The Bible shows us God can talk through killing or through allowing his son to be killed. It’s the weird, confusing and sometimes wonderful contrast between the Old and New Testaments. The achievement of Ridley Scott’s take on the most famous story of exile, imprisonment and escape is not that it solves that apparent contradiction – that would be a miracle – but that it lives in it. This is a film that poses more questions than it answers. Where does faith become fanaticism? When does freedom fighting become terrorism? Why does God work through people, or people pretend to be Gods? All that, and shit gets blown up. Well, okay, not quite: people are devoured, sliced and starved in wide-screen spectacle. Oh and, yes – spoiler alert, if you didn’t pay attention in Sunday School – children are killed in their sleep.

Scott has DeMillions to mount the ten plagues and eclipses Cecil’s Ten Commandments with aplomb and invention. The script by Adam Cooper & Bill Collage, Jeffrey Caine and Steven Zaillian brightly attempts to rationalise the horrors that befall the Egyptian people, before leading us along with Moses to realise the answer may be in how God identifies himself: “I Am”.

If you ignore the scale, splendour and slaughter – for a moment – then the biblical pic this bears most comparison to is not those afternoon-long ’50s costume parties, but The Last Temptation Of Christ.
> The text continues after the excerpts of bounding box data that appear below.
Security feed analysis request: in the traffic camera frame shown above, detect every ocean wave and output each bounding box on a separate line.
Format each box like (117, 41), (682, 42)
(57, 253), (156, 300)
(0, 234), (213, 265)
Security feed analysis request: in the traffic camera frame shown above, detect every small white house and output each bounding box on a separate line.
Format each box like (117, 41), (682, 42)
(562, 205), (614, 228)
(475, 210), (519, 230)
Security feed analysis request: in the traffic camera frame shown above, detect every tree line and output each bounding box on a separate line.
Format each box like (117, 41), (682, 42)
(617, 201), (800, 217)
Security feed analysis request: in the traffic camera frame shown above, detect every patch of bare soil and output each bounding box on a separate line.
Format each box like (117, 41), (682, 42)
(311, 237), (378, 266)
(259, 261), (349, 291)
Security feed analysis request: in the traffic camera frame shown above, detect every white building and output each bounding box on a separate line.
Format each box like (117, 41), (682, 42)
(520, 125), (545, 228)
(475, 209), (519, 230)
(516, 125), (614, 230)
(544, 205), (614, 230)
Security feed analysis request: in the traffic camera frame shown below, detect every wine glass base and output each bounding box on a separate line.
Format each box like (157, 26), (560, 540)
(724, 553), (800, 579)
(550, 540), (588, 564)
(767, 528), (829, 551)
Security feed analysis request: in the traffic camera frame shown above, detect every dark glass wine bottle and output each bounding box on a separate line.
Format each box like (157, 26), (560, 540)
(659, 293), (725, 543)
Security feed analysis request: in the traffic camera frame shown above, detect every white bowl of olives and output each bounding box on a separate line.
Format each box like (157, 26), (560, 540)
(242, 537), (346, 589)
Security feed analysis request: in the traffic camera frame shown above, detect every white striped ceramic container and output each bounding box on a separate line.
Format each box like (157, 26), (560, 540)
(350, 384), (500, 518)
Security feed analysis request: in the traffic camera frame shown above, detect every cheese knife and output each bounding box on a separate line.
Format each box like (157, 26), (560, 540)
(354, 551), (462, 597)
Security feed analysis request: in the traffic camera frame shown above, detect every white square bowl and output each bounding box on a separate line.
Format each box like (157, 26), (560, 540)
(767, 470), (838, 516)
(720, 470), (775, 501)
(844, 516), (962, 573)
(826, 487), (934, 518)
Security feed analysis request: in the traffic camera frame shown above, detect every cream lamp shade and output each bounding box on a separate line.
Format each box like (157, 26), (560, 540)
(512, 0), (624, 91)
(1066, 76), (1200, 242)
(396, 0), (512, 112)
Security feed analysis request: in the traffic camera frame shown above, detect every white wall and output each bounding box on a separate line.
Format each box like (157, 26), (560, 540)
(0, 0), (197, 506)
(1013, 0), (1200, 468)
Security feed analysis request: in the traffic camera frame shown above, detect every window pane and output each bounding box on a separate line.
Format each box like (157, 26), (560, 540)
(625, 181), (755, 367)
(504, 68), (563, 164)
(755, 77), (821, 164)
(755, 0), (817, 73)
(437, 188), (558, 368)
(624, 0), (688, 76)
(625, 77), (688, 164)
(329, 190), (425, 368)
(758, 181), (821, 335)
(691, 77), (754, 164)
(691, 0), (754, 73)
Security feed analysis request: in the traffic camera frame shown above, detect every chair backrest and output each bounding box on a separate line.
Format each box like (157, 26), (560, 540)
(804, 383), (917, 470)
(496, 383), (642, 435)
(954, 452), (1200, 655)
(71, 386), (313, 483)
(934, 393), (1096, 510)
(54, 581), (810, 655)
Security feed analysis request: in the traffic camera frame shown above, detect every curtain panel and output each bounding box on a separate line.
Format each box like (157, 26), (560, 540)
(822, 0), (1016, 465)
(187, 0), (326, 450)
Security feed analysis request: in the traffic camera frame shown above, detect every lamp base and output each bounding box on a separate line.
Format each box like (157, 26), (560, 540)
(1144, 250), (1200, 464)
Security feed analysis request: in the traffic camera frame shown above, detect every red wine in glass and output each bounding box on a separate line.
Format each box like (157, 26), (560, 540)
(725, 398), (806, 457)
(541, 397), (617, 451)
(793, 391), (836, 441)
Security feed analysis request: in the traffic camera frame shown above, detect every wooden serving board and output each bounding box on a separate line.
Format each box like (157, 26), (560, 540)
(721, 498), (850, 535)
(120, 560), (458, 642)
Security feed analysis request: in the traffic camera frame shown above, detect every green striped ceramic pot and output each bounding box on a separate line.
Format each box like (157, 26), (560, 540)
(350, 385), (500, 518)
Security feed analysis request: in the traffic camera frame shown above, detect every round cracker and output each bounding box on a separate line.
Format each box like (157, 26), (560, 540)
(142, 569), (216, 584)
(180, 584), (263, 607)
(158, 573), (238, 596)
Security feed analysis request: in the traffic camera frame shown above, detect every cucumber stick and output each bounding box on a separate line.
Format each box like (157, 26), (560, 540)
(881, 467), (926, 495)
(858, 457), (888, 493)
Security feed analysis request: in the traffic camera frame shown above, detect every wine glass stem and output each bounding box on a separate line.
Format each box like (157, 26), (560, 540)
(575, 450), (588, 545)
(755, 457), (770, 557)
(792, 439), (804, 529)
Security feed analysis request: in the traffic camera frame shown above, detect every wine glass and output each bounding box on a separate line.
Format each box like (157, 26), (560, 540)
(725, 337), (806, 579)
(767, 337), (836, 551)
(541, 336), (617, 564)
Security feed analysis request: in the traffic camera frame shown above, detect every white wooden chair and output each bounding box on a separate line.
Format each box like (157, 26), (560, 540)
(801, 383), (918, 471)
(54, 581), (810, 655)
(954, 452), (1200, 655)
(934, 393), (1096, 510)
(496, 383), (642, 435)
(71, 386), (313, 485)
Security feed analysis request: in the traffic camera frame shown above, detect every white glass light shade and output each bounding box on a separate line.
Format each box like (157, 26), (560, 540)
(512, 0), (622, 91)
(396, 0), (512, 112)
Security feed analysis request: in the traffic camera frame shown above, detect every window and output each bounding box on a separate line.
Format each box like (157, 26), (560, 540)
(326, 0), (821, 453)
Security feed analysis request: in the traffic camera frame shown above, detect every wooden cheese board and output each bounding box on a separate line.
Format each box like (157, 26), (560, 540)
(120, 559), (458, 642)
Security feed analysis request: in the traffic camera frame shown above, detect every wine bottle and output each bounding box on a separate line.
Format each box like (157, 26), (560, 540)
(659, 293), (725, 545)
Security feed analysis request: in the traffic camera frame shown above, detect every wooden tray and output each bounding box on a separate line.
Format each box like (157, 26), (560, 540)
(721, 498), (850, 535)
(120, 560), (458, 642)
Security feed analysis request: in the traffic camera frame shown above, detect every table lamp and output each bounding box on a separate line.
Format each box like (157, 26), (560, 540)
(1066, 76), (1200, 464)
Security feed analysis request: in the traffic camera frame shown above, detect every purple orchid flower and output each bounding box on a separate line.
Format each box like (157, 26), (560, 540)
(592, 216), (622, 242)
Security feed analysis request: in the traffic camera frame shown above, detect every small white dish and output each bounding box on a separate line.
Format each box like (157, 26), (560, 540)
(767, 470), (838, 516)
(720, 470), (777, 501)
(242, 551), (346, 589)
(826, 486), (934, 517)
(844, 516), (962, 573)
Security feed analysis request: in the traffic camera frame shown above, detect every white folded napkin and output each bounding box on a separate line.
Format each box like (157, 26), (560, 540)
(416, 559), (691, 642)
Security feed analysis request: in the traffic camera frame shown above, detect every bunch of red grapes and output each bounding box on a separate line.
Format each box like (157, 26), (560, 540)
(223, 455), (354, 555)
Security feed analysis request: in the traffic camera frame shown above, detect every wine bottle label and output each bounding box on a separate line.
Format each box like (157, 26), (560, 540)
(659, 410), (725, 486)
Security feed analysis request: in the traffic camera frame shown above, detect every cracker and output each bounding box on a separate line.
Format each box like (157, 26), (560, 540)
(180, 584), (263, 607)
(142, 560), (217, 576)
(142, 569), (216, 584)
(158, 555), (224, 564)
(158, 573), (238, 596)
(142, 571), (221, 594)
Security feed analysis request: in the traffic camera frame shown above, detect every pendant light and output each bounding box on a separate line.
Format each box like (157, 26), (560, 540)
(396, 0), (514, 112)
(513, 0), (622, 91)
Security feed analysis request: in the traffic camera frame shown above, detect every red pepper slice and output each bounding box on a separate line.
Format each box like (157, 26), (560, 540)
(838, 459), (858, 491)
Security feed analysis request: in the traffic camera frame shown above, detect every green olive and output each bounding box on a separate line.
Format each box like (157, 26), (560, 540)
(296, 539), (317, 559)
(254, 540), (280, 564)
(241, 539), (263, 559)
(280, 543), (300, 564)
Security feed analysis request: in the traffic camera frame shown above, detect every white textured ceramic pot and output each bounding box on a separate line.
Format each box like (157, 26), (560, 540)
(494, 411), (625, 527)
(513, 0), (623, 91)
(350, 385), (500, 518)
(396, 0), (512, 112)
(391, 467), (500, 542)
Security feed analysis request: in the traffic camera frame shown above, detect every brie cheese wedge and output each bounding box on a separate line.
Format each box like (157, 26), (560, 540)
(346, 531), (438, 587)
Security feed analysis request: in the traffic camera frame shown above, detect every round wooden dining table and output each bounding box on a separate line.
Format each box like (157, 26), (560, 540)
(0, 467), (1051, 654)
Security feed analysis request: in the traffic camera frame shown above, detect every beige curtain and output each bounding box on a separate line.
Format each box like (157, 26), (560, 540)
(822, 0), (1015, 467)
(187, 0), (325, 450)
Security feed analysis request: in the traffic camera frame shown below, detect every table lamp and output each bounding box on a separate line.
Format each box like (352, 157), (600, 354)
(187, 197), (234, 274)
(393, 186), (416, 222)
Like Scorsese’s heartfelt, fascinating film – too readily dismissed by some Christians as heretical – Exodus: Gods And Kings has a lead who’s not sure if he’s the messiah or just a very naughty boy. Is he mad or bad or from God? Bale, here, is perfect casting, at war with himself as much as he is with Egypt. You feel that tension throughout his performance and throughout the film. It’s a Bible epic that isn’t sure that God exists, and isn’t sure he’s benevolent. But it is also a film that wants, in its heart, to believe.

As spectacular and surprising as you would expect from Scott. Its spiritual uncertainty – and lack of triumphalism – perhaps robs it of a truly satisfying, cathartic conclusion, but also makes for a truly modern, thoughtful biblical blockbuster.